In der offiziellen Erinnerungspolitik der Bundesrepublik ist die Verfolgung homosexueller Männer nach 1945 ein blinder Fleck; ihnen war eine Tagung im Göttinger Volksbildungsheim Akademie Waldschlösschen gewidmet. "Ohnmacht und Aufbegehren" lautete die Überschrift.

Wie vermochten es schwule Männer, sich im Verborgenen einen Underground zu schaffen. Wie konnte es gelingen, trotz staatlicher Verfolgungsdrohung ein Leben in unmöglichen Verhältnissen zu führen? Recherchen insbesondere schwuler Historiker konnten die zwei Dekaden offizieller Homophobie immerhin facettenweise erhellen.

Albert Knoll von der KZ-Gedenkstätte Dachau berichtete von einem Fall, bei dem ein katholischer Priester, Rosa-Winkel-Häftling, sich nach 1945 um verurteilte NS-Täter kümmerte. Gottfried Lorenz aus Hamburg zeichnete ein präzises Bild von der Subkultur Homosexueller in Hamburg.

Der Rechtshistoriker Christian Schäfer umriss die juristische Debatte in der BRD um die Reform des Paragrafen 175. Hübsch, wie er nachzeichnete, dass die CDU/CSU-Nomenklatur zwar darauf aus war, auf die Gefängnisandrohung zu verzichten, die Nazifassung des Paragrafen jedoch aufrecht zu erhalten, weil sie fürchteten, Schwule könnten in der Öffentlichkeit das Primat des Heterosexuellen qua Existenz in Frage stellen.

1969 fiel die braune Strafbestimmung schließlich, christlich-eifernde Gier verlor an Legitimität, sozialliberaler Einfluss war diesem Prozess dienlich. Die antiautoritäre Studentenbewegung, so der Sexualwissenschaftler Martin Dannecker, tat ein Übriges, um sich den Ansprüchen Homosexueller nicht mehr entziehen zu können. Erst 1994 wurde der Paragraf insgesamt gestrichen – es war ein kleiner Preis, den die BRD im Zuge des Einigungsprozesses mit den juristischen Hinterlassenschaften der DDR entrichten musste.
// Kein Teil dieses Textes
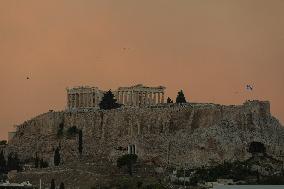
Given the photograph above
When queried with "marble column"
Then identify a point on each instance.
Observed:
(159, 98)
(150, 98)
(125, 98)
(122, 97)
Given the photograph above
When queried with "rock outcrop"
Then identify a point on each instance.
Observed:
(189, 134)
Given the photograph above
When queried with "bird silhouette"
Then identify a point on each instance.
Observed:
(249, 87)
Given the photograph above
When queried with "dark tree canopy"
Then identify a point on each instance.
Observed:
(256, 147)
(13, 162)
(61, 185)
(127, 160)
(80, 147)
(3, 142)
(72, 131)
(180, 97)
(57, 157)
(52, 184)
(108, 101)
(169, 100)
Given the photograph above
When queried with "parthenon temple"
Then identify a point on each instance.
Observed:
(137, 95)
(140, 95)
(83, 97)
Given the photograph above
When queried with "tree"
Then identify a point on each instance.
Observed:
(61, 185)
(180, 97)
(80, 148)
(169, 100)
(43, 164)
(72, 131)
(57, 157)
(127, 160)
(3, 142)
(108, 101)
(13, 162)
(256, 147)
(52, 184)
(2, 162)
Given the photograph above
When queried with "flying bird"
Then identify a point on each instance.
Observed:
(249, 87)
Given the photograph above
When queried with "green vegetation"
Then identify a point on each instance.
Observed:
(43, 164)
(52, 184)
(127, 160)
(2, 163)
(13, 162)
(108, 101)
(180, 97)
(169, 100)
(61, 186)
(3, 142)
(256, 147)
(236, 171)
(72, 131)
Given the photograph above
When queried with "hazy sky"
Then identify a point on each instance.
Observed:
(209, 48)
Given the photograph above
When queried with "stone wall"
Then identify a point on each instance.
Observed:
(191, 134)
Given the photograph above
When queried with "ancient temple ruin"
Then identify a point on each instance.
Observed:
(138, 95)
(83, 97)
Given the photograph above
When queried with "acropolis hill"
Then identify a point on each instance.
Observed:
(192, 134)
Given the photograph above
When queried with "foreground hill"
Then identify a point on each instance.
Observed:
(191, 135)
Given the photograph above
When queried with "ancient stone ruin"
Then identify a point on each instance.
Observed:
(191, 134)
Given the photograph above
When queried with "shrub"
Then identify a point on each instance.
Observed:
(72, 131)
(127, 160)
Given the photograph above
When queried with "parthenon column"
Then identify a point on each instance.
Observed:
(151, 98)
(122, 97)
(159, 97)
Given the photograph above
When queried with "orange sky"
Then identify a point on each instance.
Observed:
(211, 49)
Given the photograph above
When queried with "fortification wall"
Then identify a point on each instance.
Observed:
(194, 134)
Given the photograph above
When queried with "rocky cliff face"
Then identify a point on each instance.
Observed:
(191, 134)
Die Pointe, an der auf diesem Feld weiter wissenschaftlich wie politisch zu arbeiten lohnte, wäre womöglich: Die Bundesrepublik hat sich symbolpolitisch längst von der NS-Politik gegen Homosexuelle ausdrücklich distanziert. Das Homomahnmal am Berliner Tiergarten zeugt hiervon. Allerdings: Die Urteile gegen "Hundertfünfundsiebziger", die zwischen 1949 und 1969 gefällt wurden, sind weder nachträglich aufgehoben worden noch haben sich die FDP, SPD und CDU/CSU je für ihre Justizpolitik gegen Schwule entschuldigt.

Offiziell haben diese sich nie von der antihomosexuellen Volksgemeinschaft, die bis 1969 sich intakt wissen durfte, distanziert. Dieser blinde Fleck im Jahr des 60. BRD-Geburtstages bleibt – er verdient, noch mehr Farbe zu erhalten.